OGH 9ObA229/93

OGH9ObA229/9311.8.1993

Der Oberste Gerichtshof hat als Revisionsgericht in Arbeits- und Sozialrechtssachen durch den Senatspräsidenten des Obersten Gerichtshofes Hon.Prof.Dr.Gamerith als Vorsitzenden und durch die Hofräte des Obersten Gerichtshofes Dr.Maier und Dr.Steinbauer sowie durch die fachkundigen Laienrichter Martin Duhan und Winfried Kmenta als weitere Richter in der Arbeitsrechtssache der Klägerin Birgit K*****, Arbeiterin, ***** vertreten durch Dr.Christian Kleinszig und Dr.Christian Puswald, Rechtsanwälte in St.Veit a.d. Glan, wider die Beklagte T*****, Holzindustriegesellschaft mbH & Co KG, ***** vertreten durch Dr.F.Müller-Strobl und Dr.Robert Kugler, Rechtsanwälte in Klagenfurt, wegen S 15.829,20 sA, infolge außerordentlicher Revision der Beklagten gegen das Urteil des Oberlandesgerichtes Graz als Berufungsgericht in Arbeits- und Sozialrechtssachen vom 1.April 1993, GZ 7 Ra 2/93-10, womit infolge Berufung der Beklagten das Urteil des Landesgerichtes Klagenfurt als Arbeits- und Sozialgericht vom 16.November 1992, GZ 34 Cga 184/92-6, bestätigt wurde, in nichtöffentlicher Sitzung zu Recht erkannt:

 

Spruch:

Der Revision wird nicht Folge gegeben.

Die Beklagte ist schuldig, der Klägerin die mit S 3.264,- bestimmten Kosten des Revisionsverfahrens (darin S 544,- Umsatzsteuer) binnen 14 Tagen zu ersetzen.

Text

Entscheidungsgründe:

Die Klägerin war bei der Beklagten als Hilfsarbeiterin beschäftigt. Das Dienstverhältnis endete durch die am 28.8.1992 zum 17.9.1992 (Donnerstag) ausgesprochene Dienstgeberkündigung. § 16 Abs 2 des Kollektivvertrages für Arbeiter der Sägeindustrie (im folgenden: KV) bestimmt, daß ein Dienstverhältnis nur unter Einhaltung einer zweiwöchigen Kündigungsfrist zum Ende einer Arbeitswoche gekündigt werden kann.

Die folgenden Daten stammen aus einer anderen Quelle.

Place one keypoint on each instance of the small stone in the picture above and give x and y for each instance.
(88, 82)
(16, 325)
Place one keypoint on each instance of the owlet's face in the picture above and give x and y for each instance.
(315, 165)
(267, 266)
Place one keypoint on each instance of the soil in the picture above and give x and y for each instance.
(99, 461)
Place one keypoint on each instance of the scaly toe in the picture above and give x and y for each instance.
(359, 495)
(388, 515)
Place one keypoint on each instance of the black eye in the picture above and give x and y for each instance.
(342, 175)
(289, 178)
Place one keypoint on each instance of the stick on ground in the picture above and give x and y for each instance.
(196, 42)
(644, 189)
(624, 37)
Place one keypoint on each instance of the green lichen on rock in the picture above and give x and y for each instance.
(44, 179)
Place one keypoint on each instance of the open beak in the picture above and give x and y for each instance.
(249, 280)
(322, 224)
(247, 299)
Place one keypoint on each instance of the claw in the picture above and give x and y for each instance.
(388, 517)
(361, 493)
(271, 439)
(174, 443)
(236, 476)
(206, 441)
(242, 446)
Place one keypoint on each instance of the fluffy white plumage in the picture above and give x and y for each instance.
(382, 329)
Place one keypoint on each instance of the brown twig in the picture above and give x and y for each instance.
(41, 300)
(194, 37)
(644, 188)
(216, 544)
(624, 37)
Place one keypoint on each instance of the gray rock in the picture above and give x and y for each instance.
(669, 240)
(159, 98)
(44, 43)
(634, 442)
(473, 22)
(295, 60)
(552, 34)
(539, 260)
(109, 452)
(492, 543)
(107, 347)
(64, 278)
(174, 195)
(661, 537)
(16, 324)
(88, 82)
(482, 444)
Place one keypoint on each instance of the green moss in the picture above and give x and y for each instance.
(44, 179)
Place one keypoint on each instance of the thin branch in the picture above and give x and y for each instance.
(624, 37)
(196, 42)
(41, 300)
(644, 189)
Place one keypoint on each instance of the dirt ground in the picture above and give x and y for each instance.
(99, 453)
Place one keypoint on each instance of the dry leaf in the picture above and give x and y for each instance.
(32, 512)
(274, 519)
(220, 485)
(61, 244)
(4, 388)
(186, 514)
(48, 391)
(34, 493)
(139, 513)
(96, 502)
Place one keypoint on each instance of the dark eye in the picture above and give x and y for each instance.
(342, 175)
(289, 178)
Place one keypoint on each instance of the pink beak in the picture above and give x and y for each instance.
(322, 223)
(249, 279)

Die Klägerin begehrt von der Beklagten S 15.829,20 netto sA als Urlaubsentschädigung für den infolge der fristwidrig ausgesprochenen Kündigung fällig gewordenen neuen Urlaubsanspruch.

Die Beklagte beantragte die Abweisung des Klagebegehrens. Die Kündigung sei fristgerecht erfolgt.

Das Erstgericht erkannte im Sinne des Klagebegehren. Das Dienstverhältnis hätte auf Grund der kollektivvertraglichen Kündigungsfrist von zwei Wochen zum 19.9.1992 gekündigt werden können. Die fristwidrige Kündigung habe das Dienstverhältnis beendet; die Klägerin habe aber Anspruch auf sämtliche Entgeltteile, die ihr bei ordnungsgemäßer Kündigung zugestanden wären.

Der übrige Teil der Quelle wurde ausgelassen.